Isso nunca aconteceria comigo, né? Porque um número que eu não conheço me ligou, eu vou parar o carro para atender? Jamais. Às vezes eu tô olhando para o celular, um número que eu conheço me liga, eu fico olhando para ele e falo: que horas que vai parar? Eu não atendo celular, gente, não atendo. Você quer alguma coisa de mim, você me escreve. Aí alguém pergunta: nossa, você não se casou com a Aurora? Por que vai se casar? Ai, vamos para outra, outro micro-relato.

A secretária eletrônica do universo paralelo. Isso aconteceu há cerca de 15 anos. Gente, lembra quando a gente tinha secretária eletrônica no aparelho fixo em casa? Era muito chique, era coisa de rico, né? Não tinha, eu não tinha, mas eu lembro assim das pessoas que tinha fitinha. Acho que depois minha mãe comprou um aparelho desse com as fitinhas. Gente, tinha uma fitinha cassete que você tirava e colocava, que loucura! Vocês nem sabem do que eu tô falando, né?
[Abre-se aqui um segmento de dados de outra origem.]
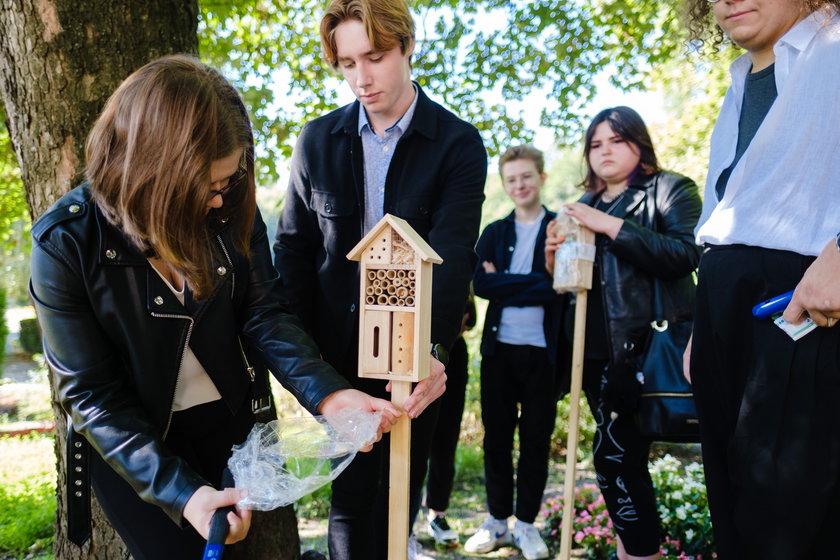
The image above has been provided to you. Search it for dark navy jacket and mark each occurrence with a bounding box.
[473,210,565,364]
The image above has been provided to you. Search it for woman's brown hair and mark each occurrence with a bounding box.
[580,106,660,192]
[321,0,414,68]
[85,55,256,299]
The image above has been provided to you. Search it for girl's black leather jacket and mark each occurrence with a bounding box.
[30,185,349,532]
[580,171,702,364]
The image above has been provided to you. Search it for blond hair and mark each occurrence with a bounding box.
[85,55,256,299]
[321,0,414,68]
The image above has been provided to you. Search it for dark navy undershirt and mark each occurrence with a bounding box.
[715,64,777,200]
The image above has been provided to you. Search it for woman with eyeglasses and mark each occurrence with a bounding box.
[686,0,840,560]
[30,56,399,560]
[545,107,701,560]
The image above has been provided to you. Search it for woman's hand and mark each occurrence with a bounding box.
[563,202,624,239]
[544,220,566,276]
[184,486,251,544]
[318,389,402,451]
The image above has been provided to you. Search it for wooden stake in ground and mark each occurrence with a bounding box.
[551,214,595,560]
[347,214,443,560]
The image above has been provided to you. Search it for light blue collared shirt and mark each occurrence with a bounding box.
[359,84,419,234]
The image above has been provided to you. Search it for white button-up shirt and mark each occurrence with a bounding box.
[697,12,840,255]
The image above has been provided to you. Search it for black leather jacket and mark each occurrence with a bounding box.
[570,171,702,370]
[30,185,349,522]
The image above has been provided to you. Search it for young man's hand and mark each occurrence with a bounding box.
[784,239,840,327]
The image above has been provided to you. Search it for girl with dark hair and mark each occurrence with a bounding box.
[545,107,701,560]
[30,56,400,560]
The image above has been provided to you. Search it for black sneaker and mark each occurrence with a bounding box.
[428,514,458,547]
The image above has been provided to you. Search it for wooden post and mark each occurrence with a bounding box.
[388,381,411,560]
[558,290,588,560]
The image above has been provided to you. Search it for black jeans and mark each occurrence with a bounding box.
[91,399,254,560]
[583,359,661,556]
[327,379,440,560]
[691,245,840,560]
[481,342,557,523]
[426,338,469,511]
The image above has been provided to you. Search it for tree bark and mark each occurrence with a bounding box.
[0,0,299,560]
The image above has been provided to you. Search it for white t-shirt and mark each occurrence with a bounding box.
[496,209,546,348]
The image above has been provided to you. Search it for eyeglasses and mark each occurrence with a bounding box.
[210,161,248,199]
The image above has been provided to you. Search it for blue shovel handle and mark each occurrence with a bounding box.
[202,467,234,560]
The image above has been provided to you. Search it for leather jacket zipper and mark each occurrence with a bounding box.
[152,312,195,439]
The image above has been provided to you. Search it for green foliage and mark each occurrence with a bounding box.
[0,286,9,376]
[542,455,714,560]
[199,0,708,178]
[0,435,56,558]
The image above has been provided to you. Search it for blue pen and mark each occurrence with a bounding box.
[753,290,793,319]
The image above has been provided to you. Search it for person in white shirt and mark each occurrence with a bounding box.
[686,0,840,560]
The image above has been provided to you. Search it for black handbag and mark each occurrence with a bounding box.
[637,179,700,443]
[638,320,700,443]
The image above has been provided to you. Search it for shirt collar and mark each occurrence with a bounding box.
[358,82,420,134]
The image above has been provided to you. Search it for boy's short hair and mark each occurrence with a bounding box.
[321,0,414,68]
[499,144,545,178]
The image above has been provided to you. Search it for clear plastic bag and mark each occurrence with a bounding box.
[228,409,381,511]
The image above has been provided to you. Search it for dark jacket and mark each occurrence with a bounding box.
[30,185,348,532]
[569,171,702,370]
[473,210,564,364]
[274,87,487,380]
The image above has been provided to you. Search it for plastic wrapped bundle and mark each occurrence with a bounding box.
[228,410,381,511]
[551,212,595,293]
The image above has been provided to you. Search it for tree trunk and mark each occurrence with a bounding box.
[0,0,299,560]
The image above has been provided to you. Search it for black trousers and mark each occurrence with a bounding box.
[426,338,469,511]
[481,342,557,523]
[583,360,661,556]
[691,245,840,560]
[327,379,440,560]
[91,399,254,560]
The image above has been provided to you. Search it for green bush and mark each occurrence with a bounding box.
[0,287,9,375]
[543,455,714,560]
[0,480,56,554]
[19,318,44,355]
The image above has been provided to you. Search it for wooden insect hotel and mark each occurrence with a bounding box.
[347,214,443,381]
[551,212,595,293]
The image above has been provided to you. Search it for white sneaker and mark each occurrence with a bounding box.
[513,519,548,560]
[428,513,458,547]
[464,516,513,553]
[408,533,434,560]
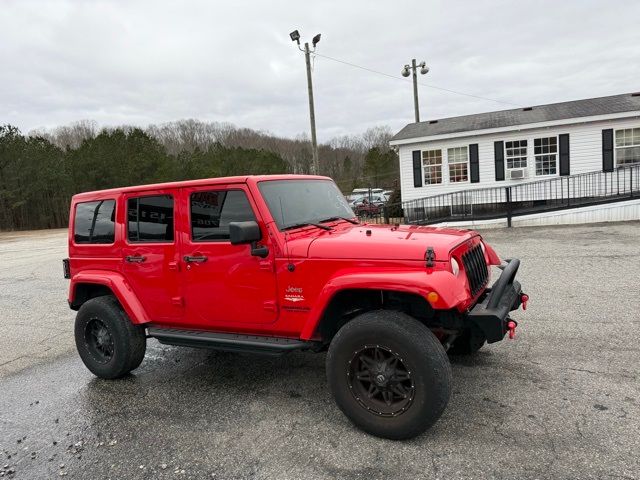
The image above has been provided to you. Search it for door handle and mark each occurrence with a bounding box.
[184,255,207,263]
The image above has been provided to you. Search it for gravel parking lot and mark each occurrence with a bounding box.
[0,223,640,479]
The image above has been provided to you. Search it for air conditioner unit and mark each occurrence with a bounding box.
[508,168,529,180]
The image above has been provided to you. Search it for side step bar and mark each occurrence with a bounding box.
[147,326,319,355]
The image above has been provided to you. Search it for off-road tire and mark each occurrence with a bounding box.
[75,295,147,379]
[447,325,487,355]
[326,310,452,440]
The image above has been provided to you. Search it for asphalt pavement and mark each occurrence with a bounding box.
[0,222,640,479]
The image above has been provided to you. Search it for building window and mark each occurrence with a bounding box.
[504,140,527,168]
[422,150,442,185]
[533,137,558,175]
[447,147,469,183]
[616,128,640,166]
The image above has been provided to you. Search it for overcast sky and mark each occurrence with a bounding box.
[0,0,640,141]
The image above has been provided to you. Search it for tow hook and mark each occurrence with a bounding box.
[520,293,529,310]
[507,320,518,340]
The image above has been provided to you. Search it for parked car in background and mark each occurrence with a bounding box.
[351,198,384,217]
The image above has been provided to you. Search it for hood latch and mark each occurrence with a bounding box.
[424,247,436,267]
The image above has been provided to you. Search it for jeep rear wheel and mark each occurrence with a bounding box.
[75,296,147,379]
[327,310,451,439]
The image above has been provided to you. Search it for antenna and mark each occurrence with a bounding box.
[278,197,296,272]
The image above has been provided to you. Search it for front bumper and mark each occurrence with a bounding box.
[467,258,523,343]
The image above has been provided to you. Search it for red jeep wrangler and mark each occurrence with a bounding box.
[64,175,527,439]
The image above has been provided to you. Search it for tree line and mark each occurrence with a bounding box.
[0,120,399,230]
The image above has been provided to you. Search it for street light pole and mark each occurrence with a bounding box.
[304,42,320,175]
[402,58,429,123]
[411,58,420,123]
[289,30,320,175]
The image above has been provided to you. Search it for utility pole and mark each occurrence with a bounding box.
[402,58,429,123]
[304,42,320,175]
[289,30,320,175]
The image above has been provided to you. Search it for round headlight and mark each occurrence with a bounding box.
[451,258,460,275]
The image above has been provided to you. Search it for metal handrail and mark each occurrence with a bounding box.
[380,164,640,225]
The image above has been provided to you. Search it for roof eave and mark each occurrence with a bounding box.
[389,110,640,146]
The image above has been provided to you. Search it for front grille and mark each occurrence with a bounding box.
[462,244,489,296]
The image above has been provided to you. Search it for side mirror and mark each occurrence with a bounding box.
[229,221,269,258]
[229,221,262,245]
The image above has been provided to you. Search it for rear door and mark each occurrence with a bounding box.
[122,190,182,323]
[181,184,277,328]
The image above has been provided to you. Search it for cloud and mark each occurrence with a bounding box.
[0,0,640,140]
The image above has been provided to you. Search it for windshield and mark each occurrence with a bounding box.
[258,180,355,230]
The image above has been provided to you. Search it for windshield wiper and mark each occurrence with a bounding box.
[282,222,333,231]
[320,217,360,225]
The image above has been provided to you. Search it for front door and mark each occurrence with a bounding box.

Vocês são mais jovem. Dá um Google aí, daqui a pouco vai entrar de moda, igual o povo tá andando por aí com câmera CyberShot. Liguei para um amigo, mas ele não estava em casa, então deixei uma mensagem na secretária eletrônica. Oi, sou eu, eu sou o fulano, foi uma pena não te encontrar, te ligo mais tarde, tchau. Então desliguei e saí de casa, não fiz nenhuma outra ligação. Mais tarde naquele dia ele me ligou de volta e disse: uau, que mensagem foi aquela que você me deixou?

Quem era a garota com quem você estava conversando? Eu respondi: do que que você tá falando? Eu não estava conversando com garota nenhuma. Acontece que a mensagem não terminou depois que eu disse tchau. Precisei ir até a casa dele e ouvir a gravação algumas vezes. Depois da mensagem inicial que eu realmente deixei, exatamente como escrevi aqui, houve uma pequena pausa. Então a gravação continua por mais uns 30 ou 40 segundos comigo conversando com uma garota.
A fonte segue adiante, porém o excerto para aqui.